Stop being so ******* sarcastic. The FACT is you and I mean YOU can not buy quality, OEM components to directly replace this stuff. Nor can you buy them in 3rd party.

It might just be, that even though the HEI stuff is ALSO import, that they are a little better simply because there were zillions of them produced.
how's this, i'll stop being so ******* sarcastic when you fuckers stop acting like HEI is the second coming and be-all, end-all of what ever the **** this is. *waves raccoon paws around*

oem chryco electronic runs fine and is more than suitable for 99% of applications. and that's a FACT, jack.
 
Re-read Post #8, then Post #14, then for sure Post #18, then onto 67Dart273's Post #21.

There are people and hobbyists from all over the world looking in here on FABO to learn.

They all want to learn ways to keep their cars running well, with the least amount of aggravation and expense. Availability of reliable parts around the world is a major part of it all too.



* * * * *
 
Re-read Post #8, then Post #14, then for sure Post #18, then onto 67Dart273's Post #21.

There are people and hobbyists from all over the world looking in here on FABO to learn.

They all want to learn ways to keep their cars running well, with the least amount of aggravation and expense.
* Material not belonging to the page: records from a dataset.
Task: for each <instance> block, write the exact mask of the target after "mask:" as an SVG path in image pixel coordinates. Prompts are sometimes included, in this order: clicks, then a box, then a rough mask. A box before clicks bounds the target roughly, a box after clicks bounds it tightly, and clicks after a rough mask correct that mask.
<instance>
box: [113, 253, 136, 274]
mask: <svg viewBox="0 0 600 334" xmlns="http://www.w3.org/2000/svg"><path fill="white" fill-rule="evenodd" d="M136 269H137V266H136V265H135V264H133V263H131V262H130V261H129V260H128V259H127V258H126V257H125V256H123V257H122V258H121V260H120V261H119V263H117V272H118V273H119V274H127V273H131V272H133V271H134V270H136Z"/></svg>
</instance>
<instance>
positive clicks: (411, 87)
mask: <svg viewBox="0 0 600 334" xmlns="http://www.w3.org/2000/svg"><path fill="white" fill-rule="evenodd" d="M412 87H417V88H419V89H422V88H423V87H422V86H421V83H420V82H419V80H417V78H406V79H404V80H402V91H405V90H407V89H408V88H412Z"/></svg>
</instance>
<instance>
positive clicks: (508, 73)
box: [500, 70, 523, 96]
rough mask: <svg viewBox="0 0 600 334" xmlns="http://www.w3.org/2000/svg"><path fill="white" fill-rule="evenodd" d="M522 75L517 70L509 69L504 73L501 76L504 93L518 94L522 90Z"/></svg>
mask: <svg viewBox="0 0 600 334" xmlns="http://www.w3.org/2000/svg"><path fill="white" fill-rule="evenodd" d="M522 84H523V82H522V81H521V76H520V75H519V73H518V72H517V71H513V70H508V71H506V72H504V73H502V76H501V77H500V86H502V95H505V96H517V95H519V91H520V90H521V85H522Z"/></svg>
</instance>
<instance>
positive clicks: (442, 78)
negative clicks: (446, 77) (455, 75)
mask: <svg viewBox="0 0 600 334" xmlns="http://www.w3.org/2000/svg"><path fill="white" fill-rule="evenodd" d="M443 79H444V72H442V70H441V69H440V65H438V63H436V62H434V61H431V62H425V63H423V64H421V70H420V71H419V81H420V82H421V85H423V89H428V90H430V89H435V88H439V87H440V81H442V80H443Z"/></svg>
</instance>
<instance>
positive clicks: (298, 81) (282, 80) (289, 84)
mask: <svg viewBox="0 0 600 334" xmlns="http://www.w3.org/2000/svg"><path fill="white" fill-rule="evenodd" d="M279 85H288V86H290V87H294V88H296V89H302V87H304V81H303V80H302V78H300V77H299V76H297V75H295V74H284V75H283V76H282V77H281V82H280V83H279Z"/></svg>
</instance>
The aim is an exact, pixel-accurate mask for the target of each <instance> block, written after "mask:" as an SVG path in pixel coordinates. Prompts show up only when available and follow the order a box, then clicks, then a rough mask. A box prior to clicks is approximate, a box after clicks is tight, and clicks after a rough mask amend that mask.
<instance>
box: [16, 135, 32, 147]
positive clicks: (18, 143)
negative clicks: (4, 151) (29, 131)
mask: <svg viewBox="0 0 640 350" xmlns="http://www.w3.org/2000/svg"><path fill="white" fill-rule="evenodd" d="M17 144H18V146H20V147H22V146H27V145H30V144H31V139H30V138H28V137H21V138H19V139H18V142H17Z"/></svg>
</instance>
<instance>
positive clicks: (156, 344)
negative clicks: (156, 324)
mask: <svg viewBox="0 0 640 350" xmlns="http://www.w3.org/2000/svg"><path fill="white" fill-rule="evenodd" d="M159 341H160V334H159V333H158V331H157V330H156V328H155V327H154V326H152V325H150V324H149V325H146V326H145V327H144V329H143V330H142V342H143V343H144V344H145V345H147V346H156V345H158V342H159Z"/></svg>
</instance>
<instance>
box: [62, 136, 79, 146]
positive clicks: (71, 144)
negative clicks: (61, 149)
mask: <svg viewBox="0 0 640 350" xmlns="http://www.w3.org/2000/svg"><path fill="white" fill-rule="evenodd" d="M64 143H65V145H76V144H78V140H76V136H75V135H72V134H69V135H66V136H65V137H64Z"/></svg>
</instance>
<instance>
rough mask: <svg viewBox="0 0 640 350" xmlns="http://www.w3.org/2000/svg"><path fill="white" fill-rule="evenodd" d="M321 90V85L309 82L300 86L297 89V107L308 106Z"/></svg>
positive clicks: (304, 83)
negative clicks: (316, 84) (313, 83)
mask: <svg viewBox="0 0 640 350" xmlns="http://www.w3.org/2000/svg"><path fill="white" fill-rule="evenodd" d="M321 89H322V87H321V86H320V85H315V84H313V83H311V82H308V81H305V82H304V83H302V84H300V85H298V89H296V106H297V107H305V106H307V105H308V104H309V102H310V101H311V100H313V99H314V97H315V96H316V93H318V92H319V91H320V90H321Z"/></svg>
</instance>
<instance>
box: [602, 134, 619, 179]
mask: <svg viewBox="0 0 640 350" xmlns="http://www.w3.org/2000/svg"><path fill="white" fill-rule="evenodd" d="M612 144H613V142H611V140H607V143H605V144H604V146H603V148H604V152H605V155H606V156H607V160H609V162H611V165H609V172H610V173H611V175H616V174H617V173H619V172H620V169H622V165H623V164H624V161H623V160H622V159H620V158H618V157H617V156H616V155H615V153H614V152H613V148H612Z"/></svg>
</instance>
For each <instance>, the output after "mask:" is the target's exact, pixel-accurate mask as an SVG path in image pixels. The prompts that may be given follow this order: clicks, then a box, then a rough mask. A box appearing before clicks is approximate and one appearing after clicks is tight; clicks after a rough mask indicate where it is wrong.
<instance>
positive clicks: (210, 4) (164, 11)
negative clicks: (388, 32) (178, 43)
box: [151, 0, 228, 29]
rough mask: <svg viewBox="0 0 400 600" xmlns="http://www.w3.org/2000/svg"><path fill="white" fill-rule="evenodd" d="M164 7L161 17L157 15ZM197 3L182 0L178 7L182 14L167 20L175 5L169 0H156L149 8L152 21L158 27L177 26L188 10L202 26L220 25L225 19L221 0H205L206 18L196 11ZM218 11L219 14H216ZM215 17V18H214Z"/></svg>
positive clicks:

Availability of reliable parts around the world is a major part of it all too.



* * * * *
oh, post #18?

sure thing Geronimo. i'll take that into account as soon as you stop doling out fundamentally bad advice and posting pictures that have no relevance to the discussion at hand. sounds like a fair trade, no?

if people are here to learn and all they're hearing is: "oem chrysler electronic is trash you need hei or you're destined to every sort of automotive malady on the face of the earth and in the known universe" then what service are we doing?
 
I'm sorry. You are not correct. You would have been correct 20 or 30 years ago, but no more, why? Because you cannot waltz into a Mopar dealer and buy a genuine OEM just like it wuz in 1972, 1978, 1980 ECU. Most anything you buy will be aftermarket AND MADE IN CHINA

Even if you find NOS you are dealing with the possibility of deteriorated components, especially caps.

The same hold true for harnesses, namely, the connectors
The Hi Rev 7500 boxes are made in USA. I don't know about the rest. But you're right in that most of what's left is chinesoated crap.